Data structure encapsulating data and metadata from microarray experiment

Description

A bioma.data.DataMatrix object is a data structure encapsulating measurement data and feature metadata from a microarray experiment so that it can be indexed by gene or probe identifiers and by sample identifiers.

A bioma.data.DataMatrix object stores experimental data in a matrix, with rows typically corresponding to gene names or probe identifiers, and columns typically corresponding to sample identifiers. A DataMatrix object also stores metadata, such as the gene names or probe identifiers and sample identifiers, in row names and column names.

Creation

Description

DMobj = bioma.data.DataMatrix(Matrix) creates a DataMatrix object from measurement data and feature metadata from microarray experiment.

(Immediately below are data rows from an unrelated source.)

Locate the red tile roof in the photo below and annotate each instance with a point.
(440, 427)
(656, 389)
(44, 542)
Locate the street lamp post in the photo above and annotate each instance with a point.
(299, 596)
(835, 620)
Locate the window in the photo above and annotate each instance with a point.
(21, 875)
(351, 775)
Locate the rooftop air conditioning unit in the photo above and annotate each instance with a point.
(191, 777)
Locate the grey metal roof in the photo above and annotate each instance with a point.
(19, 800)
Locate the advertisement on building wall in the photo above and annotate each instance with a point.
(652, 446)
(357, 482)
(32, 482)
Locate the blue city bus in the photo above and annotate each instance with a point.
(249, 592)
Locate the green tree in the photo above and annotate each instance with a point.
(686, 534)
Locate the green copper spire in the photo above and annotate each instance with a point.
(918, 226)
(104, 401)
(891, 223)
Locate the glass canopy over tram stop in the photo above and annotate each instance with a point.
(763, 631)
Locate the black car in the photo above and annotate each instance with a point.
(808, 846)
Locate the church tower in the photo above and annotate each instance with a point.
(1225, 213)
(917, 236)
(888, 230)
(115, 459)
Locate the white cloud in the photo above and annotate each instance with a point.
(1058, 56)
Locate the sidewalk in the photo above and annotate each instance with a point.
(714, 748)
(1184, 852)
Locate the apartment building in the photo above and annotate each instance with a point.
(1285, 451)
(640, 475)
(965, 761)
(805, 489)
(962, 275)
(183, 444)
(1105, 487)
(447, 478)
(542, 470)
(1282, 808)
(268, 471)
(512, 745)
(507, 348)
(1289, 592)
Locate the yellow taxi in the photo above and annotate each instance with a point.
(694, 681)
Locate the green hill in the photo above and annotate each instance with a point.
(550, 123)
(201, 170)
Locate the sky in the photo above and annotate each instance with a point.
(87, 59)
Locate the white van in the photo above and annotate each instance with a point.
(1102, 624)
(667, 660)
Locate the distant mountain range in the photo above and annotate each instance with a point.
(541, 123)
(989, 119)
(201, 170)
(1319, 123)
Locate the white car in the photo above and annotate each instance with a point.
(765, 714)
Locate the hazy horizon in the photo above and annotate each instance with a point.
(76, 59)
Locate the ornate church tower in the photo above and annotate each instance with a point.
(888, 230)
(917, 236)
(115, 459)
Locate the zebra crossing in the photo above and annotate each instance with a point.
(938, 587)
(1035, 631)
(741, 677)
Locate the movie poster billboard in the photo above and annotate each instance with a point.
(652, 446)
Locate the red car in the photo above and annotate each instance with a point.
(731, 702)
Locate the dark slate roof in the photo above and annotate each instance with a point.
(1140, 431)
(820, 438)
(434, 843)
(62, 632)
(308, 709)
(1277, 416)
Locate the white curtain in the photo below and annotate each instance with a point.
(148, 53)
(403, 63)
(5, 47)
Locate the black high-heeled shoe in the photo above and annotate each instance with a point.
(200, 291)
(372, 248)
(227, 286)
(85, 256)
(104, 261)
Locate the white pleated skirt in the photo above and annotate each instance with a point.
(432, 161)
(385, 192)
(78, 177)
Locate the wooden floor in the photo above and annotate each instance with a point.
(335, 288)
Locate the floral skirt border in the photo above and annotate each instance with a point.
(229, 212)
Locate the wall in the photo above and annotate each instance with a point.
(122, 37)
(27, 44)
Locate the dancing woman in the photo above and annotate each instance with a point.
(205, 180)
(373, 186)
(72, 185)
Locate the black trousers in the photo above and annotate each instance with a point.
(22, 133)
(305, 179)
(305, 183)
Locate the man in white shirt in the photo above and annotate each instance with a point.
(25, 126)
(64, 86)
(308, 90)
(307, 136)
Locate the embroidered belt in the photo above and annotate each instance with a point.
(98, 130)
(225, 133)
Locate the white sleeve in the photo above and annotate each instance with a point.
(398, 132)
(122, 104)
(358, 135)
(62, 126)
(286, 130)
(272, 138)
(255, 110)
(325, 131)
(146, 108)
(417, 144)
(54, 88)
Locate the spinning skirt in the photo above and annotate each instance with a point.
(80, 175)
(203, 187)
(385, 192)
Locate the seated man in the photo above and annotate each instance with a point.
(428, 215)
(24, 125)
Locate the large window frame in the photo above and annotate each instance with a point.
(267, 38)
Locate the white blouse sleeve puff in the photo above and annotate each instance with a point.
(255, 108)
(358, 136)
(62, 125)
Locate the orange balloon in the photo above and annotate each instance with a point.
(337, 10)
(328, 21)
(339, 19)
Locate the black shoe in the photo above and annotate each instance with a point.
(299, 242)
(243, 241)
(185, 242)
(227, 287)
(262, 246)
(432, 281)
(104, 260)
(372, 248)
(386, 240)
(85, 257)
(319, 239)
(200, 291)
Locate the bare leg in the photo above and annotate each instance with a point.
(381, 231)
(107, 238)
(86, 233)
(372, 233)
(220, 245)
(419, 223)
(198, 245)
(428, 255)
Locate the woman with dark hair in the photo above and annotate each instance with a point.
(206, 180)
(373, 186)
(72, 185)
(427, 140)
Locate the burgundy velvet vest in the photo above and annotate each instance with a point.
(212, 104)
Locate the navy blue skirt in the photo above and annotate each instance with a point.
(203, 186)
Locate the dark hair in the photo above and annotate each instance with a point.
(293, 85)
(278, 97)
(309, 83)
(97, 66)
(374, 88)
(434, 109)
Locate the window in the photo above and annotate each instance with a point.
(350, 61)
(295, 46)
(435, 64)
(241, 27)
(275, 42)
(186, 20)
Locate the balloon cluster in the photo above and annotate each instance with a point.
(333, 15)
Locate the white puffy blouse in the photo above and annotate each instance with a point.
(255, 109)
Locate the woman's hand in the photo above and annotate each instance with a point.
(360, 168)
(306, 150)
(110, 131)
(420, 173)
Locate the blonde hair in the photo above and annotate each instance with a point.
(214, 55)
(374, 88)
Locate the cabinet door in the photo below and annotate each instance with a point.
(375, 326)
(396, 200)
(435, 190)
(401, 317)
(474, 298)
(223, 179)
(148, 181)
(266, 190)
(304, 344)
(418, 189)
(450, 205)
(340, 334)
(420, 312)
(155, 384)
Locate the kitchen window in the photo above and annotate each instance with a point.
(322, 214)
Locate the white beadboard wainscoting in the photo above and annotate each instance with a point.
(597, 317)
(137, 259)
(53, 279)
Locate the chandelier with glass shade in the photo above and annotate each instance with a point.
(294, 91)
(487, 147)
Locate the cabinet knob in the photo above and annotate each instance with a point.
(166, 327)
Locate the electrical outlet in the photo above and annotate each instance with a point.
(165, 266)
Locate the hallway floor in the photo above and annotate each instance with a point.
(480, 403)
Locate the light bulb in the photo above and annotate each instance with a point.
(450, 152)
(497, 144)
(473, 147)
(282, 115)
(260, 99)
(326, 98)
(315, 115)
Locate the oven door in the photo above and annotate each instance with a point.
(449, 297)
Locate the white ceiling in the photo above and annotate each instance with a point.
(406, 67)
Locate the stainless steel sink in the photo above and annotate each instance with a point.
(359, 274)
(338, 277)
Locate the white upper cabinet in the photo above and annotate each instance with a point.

DMobj = bioma.data.DataMatrix(Matrix,RowNames,ColumnNames) specifies row and column names. RowNames are typically gene names or probe identifiers. ColumnNames are typically sample identifiers.

example

DMobj = bioma.data.DataMatrix('File',FileName) creates a bioma.data.DataMatrix object from a tab-delimited TXT or XLS file that contains table-oriented data and metadata.

DMobj = bioma.data.DataMatrix('File',FileName,Name,Value)creates a bioma.data.DataMatrix object from a tab-delimited TXT or XLS file according to the Name,Value arguments.

Input Arguments

expand all

Measurement data and feature metadata from microarray experiment, specified as a two-dimensional numeric or logical array or a bioma.data.DataMatrix object.

Row names for the bioma.data.DataMatrix object, specified as a numeric vector, character array, string vector, or cell array of character vectors. The number of elements RowNames must be equal to the number of rows in Matrix. RowNames are typically gene names or probe identifiers from a microarray experiment. Row names do not need to be unique.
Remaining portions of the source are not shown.